A reviewer for Next Generation criticized the mission instructions as overly ambiguous, sometimes leading the player to receive a reprimand even after apparently following orders correctly. He praised the large amount of content, educational value, and digitized audio, but scored the game two out of five stars, concluding that "this is a decent attempt at a police simulation, but your lack of control leaves much to be desired."

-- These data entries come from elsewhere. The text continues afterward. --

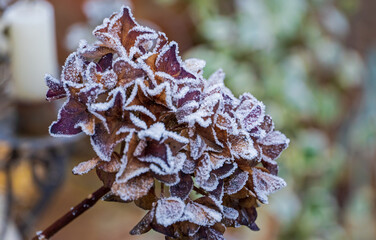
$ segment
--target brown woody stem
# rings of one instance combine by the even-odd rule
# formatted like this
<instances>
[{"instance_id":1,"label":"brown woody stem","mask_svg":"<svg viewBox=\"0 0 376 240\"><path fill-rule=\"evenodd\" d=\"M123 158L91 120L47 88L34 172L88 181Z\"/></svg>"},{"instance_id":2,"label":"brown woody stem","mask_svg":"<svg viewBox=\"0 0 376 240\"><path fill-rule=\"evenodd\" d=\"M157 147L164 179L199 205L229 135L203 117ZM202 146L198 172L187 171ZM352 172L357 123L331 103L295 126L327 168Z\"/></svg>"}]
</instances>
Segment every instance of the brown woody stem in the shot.
<instances>
[{"instance_id":1,"label":"brown woody stem","mask_svg":"<svg viewBox=\"0 0 376 240\"><path fill-rule=\"evenodd\" d=\"M201 195L204 195L204 196L207 195L207 193L204 190L202 190L201 188L198 188L196 186L193 186L193 190L195 190L197 193L199 193Z\"/></svg>"},{"instance_id":2,"label":"brown woody stem","mask_svg":"<svg viewBox=\"0 0 376 240\"><path fill-rule=\"evenodd\" d=\"M125 149L125 141L122 141L120 145L120 156L123 156L124 149Z\"/></svg>"},{"instance_id":3,"label":"brown woody stem","mask_svg":"<svg viewBox=\"0 0 376 240\"><path fill-rule=\"evenodd\" d=\"M109 191L110 188L105 186L99 188L97 191L90 194L86 199L84 199L74 208L71 208L69 212L67 212L64 216L56 220L44 231L37 233L37 235L34 236L32 240L49 239L55 233L60 231L62 228L64 228L66 225L68 225L70 222L72 222L74 219L76 219L78 216L84 213L86 210L94 206L94 204L98 202L98 200Z\"/></svg>"},{"instance_id":4,"label":"brown woody stem","mask_svg":"<svg viewBox=\"0 0 376 240\"><path fill-rule=\"evenodd\" d=\"M161 183L161 198L164 197L164 183Z\"/></svg>"}]
</instances>

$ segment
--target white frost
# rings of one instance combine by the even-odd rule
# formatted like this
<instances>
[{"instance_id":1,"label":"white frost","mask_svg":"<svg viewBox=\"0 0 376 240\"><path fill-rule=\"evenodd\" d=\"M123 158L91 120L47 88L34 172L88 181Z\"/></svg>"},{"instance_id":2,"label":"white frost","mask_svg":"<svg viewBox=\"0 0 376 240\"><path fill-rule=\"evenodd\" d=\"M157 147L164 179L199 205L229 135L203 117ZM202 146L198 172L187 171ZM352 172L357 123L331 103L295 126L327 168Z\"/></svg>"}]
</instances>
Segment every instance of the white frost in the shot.
<instances>
[{"instance_id":1,"label":"white frost","mask_svg":"<svg viewBox=\"0 0 376 240\"><path fill-rule=\"evenodd\" d=\"M268 195L286 187L286 182L280 177L252 168L254 191L260 202L267 204Z\"/></svg>"},{"instance_id":2,"label":"white frost","mask_svg":"<svg viewBox=\"0 0 376 240\"><path fill-rule=\"evenodd\" d=\"M177 197L162 198L158 201L155 218L165 227L176 223L184 213L184 202Z\"/></svg>"}]
</instances>

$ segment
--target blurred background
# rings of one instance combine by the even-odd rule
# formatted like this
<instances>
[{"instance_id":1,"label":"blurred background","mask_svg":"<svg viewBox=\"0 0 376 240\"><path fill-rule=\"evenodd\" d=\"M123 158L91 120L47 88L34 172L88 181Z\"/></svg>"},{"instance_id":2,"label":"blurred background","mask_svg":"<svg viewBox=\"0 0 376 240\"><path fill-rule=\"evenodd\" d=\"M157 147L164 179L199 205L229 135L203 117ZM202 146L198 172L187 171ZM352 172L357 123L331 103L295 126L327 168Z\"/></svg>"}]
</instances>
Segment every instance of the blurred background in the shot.
<instances>
[{"instance_id":1,"label":"blurred background","mask_svg":"<svg viewBox=\"0 0 376 240\"><path fill-rule=\"evenodd\" d=\"M261 230L228 229L226 239L376 239L376 1L14 2L0 1L0 239L29 239L101 185L71 174L95 155L86 136L48 136L58 105L44 102L43 75L58 77L123 4L183 59L206 60L206 77L224 69L226 85L263 101L291 140L279 159L288 187L258 209ZM129 235L143 214L99 202L53 239L164 239Z\"/></svg>"}]
</instances>

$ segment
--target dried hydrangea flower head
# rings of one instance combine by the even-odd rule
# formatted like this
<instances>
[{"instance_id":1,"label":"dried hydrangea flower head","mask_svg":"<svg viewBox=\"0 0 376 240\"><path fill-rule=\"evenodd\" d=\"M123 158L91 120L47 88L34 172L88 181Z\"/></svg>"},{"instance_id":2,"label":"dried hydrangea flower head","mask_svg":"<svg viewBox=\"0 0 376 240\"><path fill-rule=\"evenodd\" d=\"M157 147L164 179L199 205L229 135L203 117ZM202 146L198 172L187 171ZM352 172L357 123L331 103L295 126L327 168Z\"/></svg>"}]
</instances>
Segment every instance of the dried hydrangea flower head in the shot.
<instances>
[{"instance_id":1,"label":"dried hydrangea flower head","mask_svg":"<svg viewBox=\"0 0 376 240\"><path fill-rule=\"evenodd\" d=\"M60 80L46 76L47 98L67 98L50 133L84 132L97 154L73 173L96 169L107 200L148 210L131 234L224 239L226 227L258 230L256 207L286 185L275 160L289 144L263 103L234 97L221 70L204 79L204 61L183 62L177 44L129 8L93 34L99 41L81 42Z\"/></svg>"}]
</instances>

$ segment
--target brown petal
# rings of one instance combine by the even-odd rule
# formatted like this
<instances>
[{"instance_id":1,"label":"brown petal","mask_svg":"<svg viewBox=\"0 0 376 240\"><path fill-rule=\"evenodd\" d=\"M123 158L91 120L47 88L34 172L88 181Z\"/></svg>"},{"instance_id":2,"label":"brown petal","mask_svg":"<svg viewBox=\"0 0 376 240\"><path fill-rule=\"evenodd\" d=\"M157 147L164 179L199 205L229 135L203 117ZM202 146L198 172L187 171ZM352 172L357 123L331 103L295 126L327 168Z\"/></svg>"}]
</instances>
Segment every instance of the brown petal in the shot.
<instances>
[{"instance_id":1,"label":"brown petal","mask_svg":"<svg viewBox=\"0 0 376 240\"><path fill-rule=\"evenodd\" d=\"M185 174L193 174L198 161L193 160L191 157L187 157L187 159L184 162L182 172Z\"/></svg>"},{"instance_id":2,"label":"brown petal","mask_svg":"<svg viewBox=\"0 0 376 240\"><path fill-rule=\"evenodd\" d=\"M114 71L118 75L118 85L120 86L124 86L137 78L145 76L145 72L140 67L138 67L135 63L126 61L125 59L115 61Z\"/></svg>"},{"instance_id":3,"label":"brown petal","mask_svg":"<svg viewBox=\"0 0 376 240\"><path fill-rule=\"evenodd\" d=\"M79 49L80 56L88 59L97 59L108 53L113 53L114 50L103 45L84 46Z\"/></svg>"},{"instance_id":4,"label":"brown petal","mask_svg":"<svg viewBox=\"0 0 376 240\"><path fill-rule=\"evenodd\" d=\"M155 140L147 141L147 145L140 154L139 158L141 159L141 161L143 161L142 159L147 158L148 156L160 158L167 164L167 150L165 144L161 144L160 142Z\"/></svg>"},{"instance_id":5,"label":"brown petal","mask_svg":"<svg viewBox=\"0 0 376 240\"><path fill-rule=\"evenodd\" d=\"M220 212L196 202L187 204L184 215L189 222L200 226L212 226L222 219Z\"/></svg>"},{"instance_id":6,"label":"brown petal","mask_svg":"<svg viewBox=\"0 0 376 240\"><path fill-rule=\"evenodd\" d=\"M225 163L222 167L213 170L213 174L215 174L218 179L224 179L229 177L233 172L237 169L236 163Z\"/></svg>"},{"instance_id":7,"label":"brown petal","mask_svg":"<svg viewBox=\"0 0 376 240\"><path fill-rule=\"evenodd\" d=\"M109 20L98 26L93 34L107 47L116 48L117 42L126 40L128 32L137 25L128 7L121 13L113 14Z\"/></svg>"},{"instance_id":8,"label":"brown petal","mask_svg":"<svg viewBox=\"0 0 376 240\"><path fill-rule=\"evenodd\" d=\"M96 172L97 172L98 178L103 182L103 185L108 188L111 188L112 184L115 181L116 173L108 173L108 172L101 170L100 168L97 168Z\"/></svg>"},{"instance_id":9,"label":"brown petal","mask_svg":"<svg viewBox=\"0 0 376 240\"><path fill-rule=\"evenodd\" d=\"M181 135L180 135L181 136ZM177 155L177 153L186 145L186 143L179 141L176 138L168 137L164 140L165 144L170 147L172 155Z\"/></svg>"},{"instance_id":10,"label":"brown petal","mask_svg":"<svg viewBox=\"0 0 376 240\"><path fill-rule=\"evenodd\" d=\"M173 186L179 183L180 181L180 178L177 173L168 174L168 175L160 175L160 174L153 172L153 176L155 177L155 179L166 184L167 186Z\"/></svg>"},{"instance_id":11,"label":"brown petal","mask_svg":"<svg viewBox=\"0 0 376 240\"><path fill-rule=\"evenodd\" d=\"M83 69L83 61L79 59L77 53L72 53L65 61L63 71L61 73L62 81L81 83Z\"/></svg>"},{"instance_id":12,"label":"brown petal","mask_svg":"<svg viewBox=\"0 0 376 240\"><path fill-rule=\"evenodd\" d=\"M198 199L195 200L196 203L200 203L202 205L205 205L211 209L214 209L218 212L221 212L221 208L220 208L220 203L214 201L212 198L210 197L207 197L207 196L204 196L204 197L200 197Z\"/></svg>"},{"instance_id":13,"label":"brown petal","mask_svg":"<svg viewBox=\"0 0 376 240\"><path fill-rule=\"evenodd\" d=\"M209 229L207 235L208 240L226 240L222 233L213 229Z\"/></svg>"},{"instance_id":14,"label":"brown petal","mask_svg":"<svg viewBox=\"0 0 376 240\"><path fill-rule=\"evenodd\" d=\"M109 162L101 162L98 165L98 168L104 172L108 173L117 173L120 170L121 162L120 157L117 153L113 153L111 156L111 160Z\"/></svg>"},{"instance_id":15,"label":"brown petal","mask_svg":"<svg viewBox=\"0 0 376 240\"><path fill-rule=\"evenodd\" d=\"M190 138L189 139L189 149L191 153L191 157L194 160L199 159L204 150L206 149L206 144L205 141L200 135L196 135L195 138Z\"/></svg>"},{"instance_id":16,"label":"brown petal","mask_svg":"<svg viewBox=\"0 0 376 240\"><path fill-rule=\"evenodd\" d=\"M234 199L244 199L249 198L250 196L254 196L254 194L250 192L247 188L242 188L237 193L231 195L231 197Z\"/></svg>"},{"instance_id":17,"label":"brown petal","mask_svg":"<svg viewBox=\"0 0 376 240\"><path fill-rule=\"evenodd\" d=\"M162 198L158 201L155 210L155 219L165 227L180 220L184 213L185 203L176 197Z\"/></svg>"},{"instance_id":18,"label":"brown petal","mask_svg":"<svg viewBox=\"0 0 376 240\"><path fill-rule=\"evenodd\" d=\"M231 160L231 156L227 155L226 150L222 150L220 153L210 153L210 162L213 166L213 169L222 168L224 162ZM218 175L217 175L218 176Z\"/></svg>"},{"instance_id":19,"label":"brown petal","mask_svg":"<svg viewBox=\"0 0 376 240\"><path fill-rule=\"evenodd\" d=\"M274 130L274 123L272 117L265 115L264 120L260 124L260 128L263 129L266 133L269 133Z\"/></svg>"},{"instance_id":20,"label":"brown petal","mask_svg":"<svg viewBox=\"0 0 376 240\"><path fill-rule=\"evenodd\" d=\"M153 185L154 178L150 173L145 173L125 183L115 182L111 190L124 201L134 201L148 194Z\"/></svg>"},{"instance_id":21,"label":"brown petal","mask_svg":"<svg viewBox=\"0 0 376 240\"><path fill-rule=\"evenodd\" d=\"M103 123L97 123L95 125L95 134L91 136L91 144L94 151L103 161L110 161L111 154L116 145L123 141L128 134L132 134L117 134L118 130L122 127L121 122L118 121L109 121L107 126L108 129Z\"/></svg>"},{"instance_id":22,"label":"brown petal","mask_svg":"<svg viewBox=\"0 0 376 240\"><path fill-rule=\"evenodd\" d=\"M231 153L235 158L252 160L257 157L258 152L253 146L251 138L242 134L231 135L229 143L231 144Z\"/></svg>"},{"instance_id":23,"label":"brown petal","mask_svg":"<svg viewBox=\"0 0 376 240\"><path fill-rule=\"evenodd\" d=\"M141 235L147 233L151 229L151 223L155 216L155 208L151 209L142 220L130 231L131 235Z\"/></svg>"},{"instance_id":24,"label":"brown petal","mask_svg":"<svg viewBox=\"0 0 376 240\"><path fill-rule=\"evenodd\" d=\"M155 196L154 187L152 187L149 193L137 200L134 203L144 209L144 210L151 210L153 208L153 203L157 202L157 196Z\"/></svg>"},{"instance_id":25,"label":"brown petal","mask_svg":"<svg viewBox=\"0 0 376 240\"><path fill-rule=\"evenodd\" d=\"M208 240L225 240L223 233L214 228L207 228L206 236Z\"/></svg>"},{"instance_id":26,"label":"brown petal","mask_svg":"<svg viewBox=\"0 0 376 240\"><path fill-rule=\"evenodd\" d=\"M278 175L278 164L275 161L262 160L262 165L270 172L270 174Z\"/></svg>"},{"instance_id":27,"label":"brown petal","mask_svg":"<svg viewBox=\"0 0 376 240\"><path fill-rule=\"evenodd\" d=\"M75 166L72 170L74 175L82 175L86 174L89 171L93 170L99 163L100 159L98 157L93 158L86 162L81 162L77 166Z\"/></svg>"},{"instance_id":28,"label":"brown petal","mask_svg":"<svg viewBox=\"0 0 376 240\"><path fill-rule=\"evenodd\" d=\"M163 235L166 235L167 237L171 237L175 239L175 230L173 226L165 227L160 224L157 224L156 221L154 220L151 223L151 227L153 228L154 231L162 233Z\"/></svg>"},{"instance_id":29,"label":"brown petal","mask_svg":"<svg viewBox=\"0 0 376 240\"><path fill-rule=\"evenodd\" d=\"M265 106L249 93L240 96L240 104L236 109L236 117L247 131L259 125L265 116Z\"/></svg>"},{"instance_id":30,"label":"brown petal","mask_svg":"<svg viewBox=\"0 0 376 240\"><path fill-rule=\"evenodd\" d=\"M242 208L251 208L251 207L257 207L258 203L255 197L247 197L247 198L239 199L239 206Z\"/></svg>"},{"instance_id":31,"label":"brown petal","mask_svg":"<svg viewBox=\"0 0 376 240\"><path fill-rule=\"evenodd\" d=\"M99 68L98 70L100 72L104 72L107 69L112 68L112 59L113 53L107 53L106 55L103 55L97 63L97 66Z\"/></svg>"},{"instance_id":32,"label":"brown petal","mask_svg":"<svg viewBox=\"0 0 376 240\"><path fill-rule=\"evenodd\" d=\"M185 200L193 189L193 180L190 175L180 174L180 182L170 187L170 193L173 197Z\"/></svg>"},{"instance_id":33,"label":"brown petal","mask_svg":"<svg viewBox=\"0 0 376 240\"><path fill-rule=\"evenodd\" d=\"M140 29L133 28L133 29L129 30L126 35L122 36L121 43L125 47L125 49L127 50L127 52L129 52L130 49L133 46L135 46L135 43L136 43L137 39L140 36L142 36L144 34L152 34L152 33L154 33L154 31L151 30L151 29L147 29L147 28L140 28ZM140 47L140 46L138 46L138 47Z\"/></svg>"},{"instance_id":34,"label":"brown petal","mask_svg":"<svg viewBox=\"0 0 376 240\"><path fill-rule=\"evenodd\" d=\"M156 45L156 52L159 52L162 50L162 48L167 44L168 39L166 37L165 33L159 32L158 33L158 39L157 39L157 45Z\"/></svg>"},{"instance_id":35,"label":"brown petal","mask_svg":"<svg viewBox=\"0 0 376 240\"><path fill-rule=\"evenodd\" d=\"M184 236L194 236L199 230L200 226L194 223L190 223L188 221L184 221L180 223L180 229L179 229Z\"/></svg>"},{"instance_id":36,"label":"brown petal","mask_svg":"<svg viewBox=\"0 0 376 240\"><path fill-rule=\"evenodd\" d=\"M150 55L148 58L145 59L145 63L150 67L150 69L153 71L153 72L156 72L157 69L155 67L155 61L157 60L157 57L159 56L158 53L155 53L155 54L152 54Z\"/></svg>"},{"instance_id":37,"label":"brown petal","mask_svg":"<svg viewBox=\"0 0 376 240\"><path fill-rule=\"evenodd\" d=\"M137 25L136 21L133 18L132 12L128 7L123 8L123 13L120 18L120 25L121 25L121 36L122 36L122 42L123 39L126 38L126 34Z\"/></svg>"},{"instance_id":38,"label":"brown petal","mask_svg":"<svg viewBox=\"0 0 376 240\"><path fill-rule=\"evenodd\" d=\"M268 203L268 195L286 186L286 182L277 176L252 168L253 190L262 203Z\"/></svg>"},{"instance_id":39,"label":"brown petal","mask_svg":"<svg viewBox=\"0 0 376 240\"><path fill-rule=\"evenodd\" d=\"M227 194L235 194L239 192L247 183L248 172L242 172L237 170L225 185L225 191Z\"/></svg>"},{"instance_id":40,"label":"brown petal","mask_svg":"<svg viewBox=\"0 0 376 240\"><path fill-rule=\"evenodd\" d=\"M234 208L223 206L223 217L229 220L235 220L239 217L239 212Z\"/></svg>"},{"instance_id":41,"label":"brown petal","mask_svg":"<svg viewBox=\"0 0 376 240\"><path fill-rule=\"evenodd\" d=\"M217 188L219 182L217 176L211 173L210 177L207 180L200 181L198 184L202 189L206 191L214 191Z\"/></svg>"},{"instance_id":42,"label":"brown petal","mask_svg":"<svg viewBox=\"0 0 376 240\"><path fill-rule=\"evenodd\" d=\"M258 140L262 148L263 157L274 160L288 147L290 140L279 131L274 131Z\"/></svg>"},{"instance_id":43,"label":"brown petal","mask_svg":"<svg viewBox=\"0 0 376 240\"><path fill-rule=\"evenodd\" d=\"M182 98L180 98L177 102L177 107L180 108L184 106L186 103L189 102L197 102L201 101L202 91L200 88L190 89Z\"/></svg>"},{"instance_id":44,"label":"brown petal","mask_svg":"<svg viewBox=\"0 0 376 240\"><path fill-rule=\"evenodd\" d=\"M224 142L228 137L228 132L233 128L230 116L226 114L218 114L215 122L215 132L219 141Z\"/></svg>"},{"instance_id":45,"label":"brown petal","mask_svg":"<svg viewBox=\"0 0 376 240\"><path fill-rule=\"evenodd\" d=\"M245 225L249 227L253 231L260 230L259 227L256 225L255 221L257 218L257 211L256 208L243 208L240 211L238 222L241 225Z\"/></svg>"},{"instance_id":46,"label":"brown petal","mask_svg":"<svg viewBox=\"0 0 376 240\"><path fill-rule=\"evenodd\" d=\"M130 157L128 158L127 167L117 180L119 182L127 182L128 180L146 172L149 172L149 165L147 163L141 162L135 157Z\"/></svg>"},{"instance_id":47,"label":"brown petal","mask_svg":"<svg viewBox=\"0 0 376 240\"><path fill-rule=\"evenodd\" d=\"M223 180L219 180L217 188L210 192L210 197L213 197L216 201L221 202L223 193Z\"/></svg>"}]
</instances>

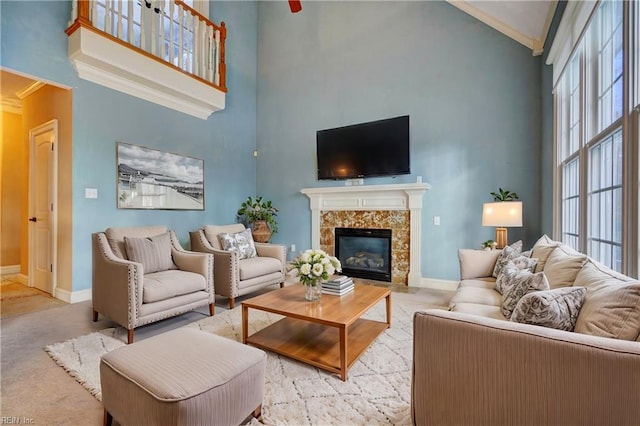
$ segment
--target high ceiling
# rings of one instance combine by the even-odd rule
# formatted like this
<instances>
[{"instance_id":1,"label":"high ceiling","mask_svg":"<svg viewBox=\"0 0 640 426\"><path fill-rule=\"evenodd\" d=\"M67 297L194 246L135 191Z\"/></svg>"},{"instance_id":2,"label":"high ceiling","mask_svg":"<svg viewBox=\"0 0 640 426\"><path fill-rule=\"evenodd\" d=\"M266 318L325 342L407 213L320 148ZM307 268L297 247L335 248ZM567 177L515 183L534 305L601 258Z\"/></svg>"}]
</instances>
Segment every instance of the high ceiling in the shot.
<instances>
[{"instance_id":1,"label":"high ceiling","mask_svg":"<svg viewBox=\"0 0 640 426\"><path fill-rule=\"evenodd\" d=\"M447 0L451 5L531 49L542 53L557 0ZM35 80L0 70L2 105L18 106Z\"/></svg>"},{"instance_id":2,"label":"high ceiling","mask_svg":"<svg viewBox=\"0 0 640 426\"><path fill-rule=\"evenodd\" d=\"M447 0L540 55L557 0Z\"/></svg>"}]
</instances>

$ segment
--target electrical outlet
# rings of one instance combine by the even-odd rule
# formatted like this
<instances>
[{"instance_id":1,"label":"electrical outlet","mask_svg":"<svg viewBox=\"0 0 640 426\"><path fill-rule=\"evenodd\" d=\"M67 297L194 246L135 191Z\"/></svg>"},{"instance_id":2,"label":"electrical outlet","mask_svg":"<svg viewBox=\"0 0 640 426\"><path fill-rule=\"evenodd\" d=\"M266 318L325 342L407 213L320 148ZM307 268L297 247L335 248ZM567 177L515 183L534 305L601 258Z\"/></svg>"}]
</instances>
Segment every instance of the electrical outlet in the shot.
<instances>
[{"instance_id":1,"label":"electrical outlet","mask_svg":"<svg viewBox=\"0 0 640 426\"><path fill-rule=\"evenodd\" d=\"M295 251L296 251L296 245L291 244L291 253L295 253Z\"/></svg>"},{"instance_id":2,"label":"electrical outlet","mask_svg":"<svg viewBox=\"0 0 640 426\"><path fill-rule=\"evenodd\" d=\"M434 216L433 217L433 224L435 226L440 226L440 216Z\"/></svg>"}]
</instances>

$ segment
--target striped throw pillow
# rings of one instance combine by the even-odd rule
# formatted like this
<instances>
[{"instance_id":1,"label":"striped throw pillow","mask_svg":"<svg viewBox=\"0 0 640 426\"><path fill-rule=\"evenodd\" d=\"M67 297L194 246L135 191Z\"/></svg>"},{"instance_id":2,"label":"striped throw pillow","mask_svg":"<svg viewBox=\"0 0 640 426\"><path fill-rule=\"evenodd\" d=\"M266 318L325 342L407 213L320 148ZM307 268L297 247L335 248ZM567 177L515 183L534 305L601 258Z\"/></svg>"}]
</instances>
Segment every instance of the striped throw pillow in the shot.
<instances>
[{"instance_id":1,"label":"striped throw pillow","mask_svg":"<svg viewBox=\"0 0 640 426\"><path fill-rule=\"evenodd\" d=\"M142 263L145 274L177 269L171 258L171 237L169 233L147 238L124 237L129 260Z\"/></svg>"}]
</instances>

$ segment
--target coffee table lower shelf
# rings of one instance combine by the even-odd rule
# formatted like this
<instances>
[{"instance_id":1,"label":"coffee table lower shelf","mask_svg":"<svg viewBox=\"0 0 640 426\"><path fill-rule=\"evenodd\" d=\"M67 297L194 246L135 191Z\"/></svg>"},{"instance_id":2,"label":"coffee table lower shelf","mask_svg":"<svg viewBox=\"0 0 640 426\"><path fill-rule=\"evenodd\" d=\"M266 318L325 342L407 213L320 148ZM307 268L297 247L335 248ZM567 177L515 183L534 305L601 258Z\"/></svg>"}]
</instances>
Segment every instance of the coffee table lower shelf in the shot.
<instances>
[{"instance_id":1,"label":"coffee table lower shelf","mask_svg":"<svg viewBox=\"0 0 640 426\"><path fill-rule=\"evenodd\" d=\"M389 325L363 318L346 331L346 362L341 363L340 328L285 317L247 336L246 343L347 378L347 370Z\"/></svg>"}]
</instances>

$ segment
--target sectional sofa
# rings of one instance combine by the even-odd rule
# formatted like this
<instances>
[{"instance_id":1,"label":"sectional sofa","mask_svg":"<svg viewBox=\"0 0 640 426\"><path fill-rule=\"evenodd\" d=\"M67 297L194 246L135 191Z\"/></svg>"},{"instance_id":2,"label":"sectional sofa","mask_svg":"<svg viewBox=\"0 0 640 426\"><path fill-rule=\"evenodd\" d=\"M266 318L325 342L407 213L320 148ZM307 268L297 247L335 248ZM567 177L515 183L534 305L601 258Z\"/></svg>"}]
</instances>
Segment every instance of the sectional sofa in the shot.
<instances>
[{"instance_id":1,"label":"sectional sofa","mask_svg":"<svg viewBox=\"0 0 640 426\"><path fill-rule=\"evenodd\" d=\"M450 311L415 314L414 424L640 424L640 283L547 236L505 251L460 250ZM547 288L505 310L510 273Z\"/></svg>"}]
</instances>

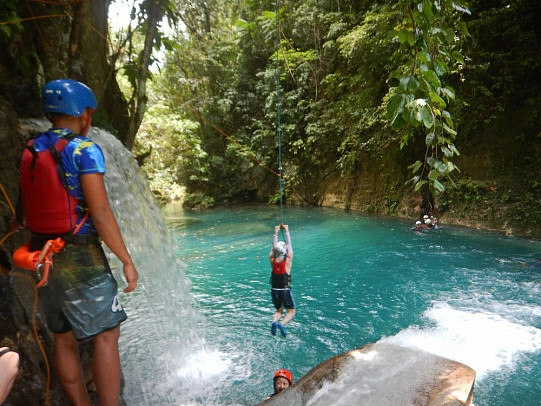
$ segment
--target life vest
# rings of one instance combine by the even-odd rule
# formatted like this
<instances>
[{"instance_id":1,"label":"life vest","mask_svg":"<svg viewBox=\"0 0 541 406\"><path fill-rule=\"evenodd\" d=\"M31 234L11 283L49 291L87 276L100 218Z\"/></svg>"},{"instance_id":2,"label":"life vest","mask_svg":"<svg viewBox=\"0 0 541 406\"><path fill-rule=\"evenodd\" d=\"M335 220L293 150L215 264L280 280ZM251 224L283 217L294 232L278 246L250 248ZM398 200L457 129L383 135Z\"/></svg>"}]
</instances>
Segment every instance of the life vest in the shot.
<instances>
[{"instance_id":1,"label":"life vest","mask_svg":"<svg viewBox=\"0 0 541 406\"><path fill-rule=\"evenodd\" d=\"M20 189L26 228L38 234L70 233L77 221L78 200L67 189L61 154L73 136L60 138L37 152L30 140L22 153Z\"/></svg>"},{"instance_id":2,"label":"life vest","mask_svg":"<svg viewBox=\"0 0 541 406\"><path fill-rule=\"evenodd\" d=\"M283 289L289 287L290 275L286 270L286 259L281 262L276 262L276 258L272 260L271 285L275 289Z\"/></svg>"}]
</instances>

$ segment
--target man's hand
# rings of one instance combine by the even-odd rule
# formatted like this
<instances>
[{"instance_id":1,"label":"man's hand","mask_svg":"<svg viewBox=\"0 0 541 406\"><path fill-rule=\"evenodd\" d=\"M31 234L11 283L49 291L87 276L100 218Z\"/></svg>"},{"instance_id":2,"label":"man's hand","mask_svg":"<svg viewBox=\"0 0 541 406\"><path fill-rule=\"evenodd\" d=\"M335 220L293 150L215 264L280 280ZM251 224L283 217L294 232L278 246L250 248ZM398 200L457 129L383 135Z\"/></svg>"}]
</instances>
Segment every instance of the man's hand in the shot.
<instances>
[{"instance_id":1,"label":"man's hand","mask_svg":"<svg viewBox=\"0 0 541 406\"><path fill-rule=\"evenodd\" d=\"M137 280L139 279L139 274L133 263L124 265L124 275L126 276L126 282L128 282L128 286L124 289L124 293L130 293L136 288Z\"/></svg>"}]
</instances>

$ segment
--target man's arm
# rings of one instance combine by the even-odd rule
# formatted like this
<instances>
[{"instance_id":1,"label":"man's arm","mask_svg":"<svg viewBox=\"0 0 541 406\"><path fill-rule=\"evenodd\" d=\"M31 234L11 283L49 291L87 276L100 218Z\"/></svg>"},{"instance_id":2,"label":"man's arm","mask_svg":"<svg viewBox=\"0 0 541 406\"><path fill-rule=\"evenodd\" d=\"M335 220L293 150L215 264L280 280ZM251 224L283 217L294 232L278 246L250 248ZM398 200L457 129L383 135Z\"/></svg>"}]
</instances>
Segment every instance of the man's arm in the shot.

PC Zone offered the game a "Recommended" rating, and a writer for the magazine called it "gun-toting cop fun".

Review scores
| Publication | Score |
|---|---|
| Next Generation | 2/5 |
| PC Gamer (US) | 70% |
| PC Zone | 83/100 |
| Computer Game Review | 62/61/80 |
| PC Games | C |

===Sales===
According to Sierra On-Line, combined sales of the Police Quest series—including Police Quest: SWAT—surpassed 1.2 million units by the end of March 1996. Police Quest: SWAT was a commercial success; SWAT 3s Jim Napier later wrote that it "received only marginal reviews, [... but] sold like crazy." Between January 1998 and July 1998 alone, it sold 152,425 copies and earned $1,622,405 in the United States. Its sales that year ultimately totaled 253,128 units, which brought in revenues of $2.73 million and made SWAT the country's 17th best-selling game of the year. The game's overall sales topped 1 million copies by March 2000.